Blair nie krytykuje Saudyjczyków, bo robi z nimi interesy

Jak podał „The Guardian”, były brytyjski premier Tony Blair zarobił w latach 2010-2011 ponad 380 tysięcy dolarów za wprowadzenie na rynek chiński firmy z Arabii Saudyjskiej. Współwłaścicielem firmy jest syn ówczesnego króla tego kraju.

Według kontraktu, który miał pozostać poufny, Blair otrzymywał 41 tys. funtów miesięcznie plus dwa procent od każdej transakcji przez siebie zainicjowanej.
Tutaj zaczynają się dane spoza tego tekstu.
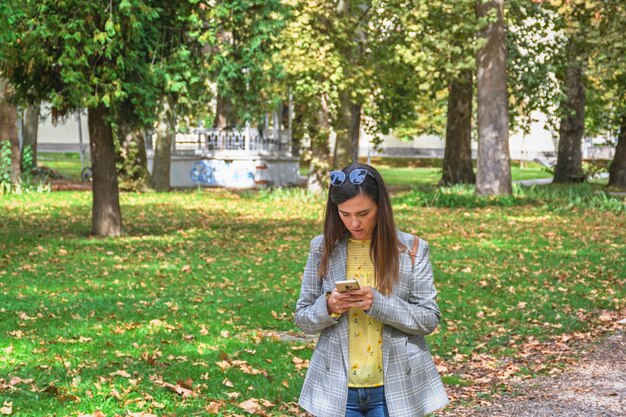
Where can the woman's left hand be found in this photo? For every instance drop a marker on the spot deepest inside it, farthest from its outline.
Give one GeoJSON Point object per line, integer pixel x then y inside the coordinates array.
{"type": "Point", "coordinates": [361, 299]}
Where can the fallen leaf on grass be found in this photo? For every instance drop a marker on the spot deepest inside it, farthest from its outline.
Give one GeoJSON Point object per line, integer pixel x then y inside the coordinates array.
{"type": "Point", "coordinates": [121, 373]}
{"type": "Point", "coordinates": [252, 406]}
{"type": "Point", "coordinates": [97, 413]}
{"type": "Point", "coordinates": [178, 389]}
{"type": "Point", "coordinates": [300, 363]}
{"type": "Point", "coordinates": [7, 408]}
{"type": "Point", "coordinates": [214, 407]}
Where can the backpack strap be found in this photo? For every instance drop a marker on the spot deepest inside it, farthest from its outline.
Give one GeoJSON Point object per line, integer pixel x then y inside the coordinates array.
{"type": "Point", "coordinates": [413, 251]}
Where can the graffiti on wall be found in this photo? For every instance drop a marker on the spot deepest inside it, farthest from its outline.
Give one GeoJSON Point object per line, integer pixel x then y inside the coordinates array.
{"type": "Point", "coordinates": [219, 173]}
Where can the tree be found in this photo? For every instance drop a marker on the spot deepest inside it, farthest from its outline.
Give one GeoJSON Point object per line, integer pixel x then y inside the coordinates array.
{"type": "Point", "coordinates": [8, 127]}
{"type": "Point", "coordinates": [89, 55]}
{"type": "Point", "coordinates": [617, 170]}
{"type": "Point", "coordinates": [31, 127]}
{"type": "Point", "coordinates": [240, 48]}
{"type": "Point", "coordinates": [494, 166]}
{"type": "Point", "coordinates": [576, 19]}
{"type": "Point", "coordinates": [606, 115]}
{"type": "Point", "coordinates": [457, 162]}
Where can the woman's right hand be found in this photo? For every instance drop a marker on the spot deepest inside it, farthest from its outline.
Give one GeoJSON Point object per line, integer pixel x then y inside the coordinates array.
{"type": "Point", "coordinates": [338, 302]}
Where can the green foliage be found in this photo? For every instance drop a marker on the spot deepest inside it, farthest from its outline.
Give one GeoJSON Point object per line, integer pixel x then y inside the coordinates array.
{"type": "Point", "coordinates": [242, 38]}
{"type": "Point", "coordinates": [6, 183]}
{"type": "Point", "coordinates": [204, 279]}
{"type": "Point", "coordinates": [27, 181]}
{"type": "Point", "coordinates": [553, 197]}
W dokumentach, do których dotarł „Guardian”, nie ma jednak wzmianek o takich transakcjach. Ich zawieranie przy udziale Blaira byłoby przypuszczalnie nielegalne, ponieważ Blair nie ma uprawnień, wymaganych w Wielkiej Brytanii do inicjowania tego typu transakcji. Wolno mu tylko „otwierać drzwi”, czyli doprowadzać do skontaktowania się stron. Blair doprowadził do spotkań właścicieli saudyjskiej firmy PetroSaudi z wysokimi urzędnikami chińskimi, w tym obecnym ministrem finansów. W Arabii Saudyjskiej uzyskał dostęp do rodziny królewskiej łącznie z królem Abdem. Według „Guardiana” wszystkie działania Blaira były legalne.

W czasie, gdy reprezentował firmę saudyjskiego księcia, Blair był wysłannikiem Unii Europejskiej na Bliski Wschód, z zadaniem doprowadzenia do rokowań pokojowych między Autonomią Palestyńską a Izraelem. Działania te nie przyniosły rezultatu. Blair twierdzi, że nie było żadnego konfliktu interesów między jego rolą lobbysty dla książęcej firmy a rolą pokojowego wysłannika Unii, chociaż jako wysłannik musiał również odbywać rozmowy z władzami Arabii Saudyjskiej.

W opublikowanym niedawno na Euroislam.pl tekście o zwalczaniu islamizmu pisaliśmy, że Blair uznał Arabię Saudyjską za sojusznika w tej walce, pomimo rozpowszechniania przez ten kraj na świecie wahabizmu, fanatycznego nurtu islamu, ideologicznie identycznego z poglądami Państwa Islamskiego – tyle, że nie głoszącego zbrojnej walki z Zachodem. Blair jest też twórcą ważnego ośrodka badającego współczesny terroryzm religijny, głównie islamski, Centre on Religion and Geopolitics. W świetle rewelacji „Guardiana” jaśniejsze staje się pominięcie w wywodach byłego premiera złowrogiej roli Arabii Saudyjskiej w krzewieniu ekstremizmu islamskiego, a analizy jego think-tanku mogą być kwestionowane co do ich obiektywizmu.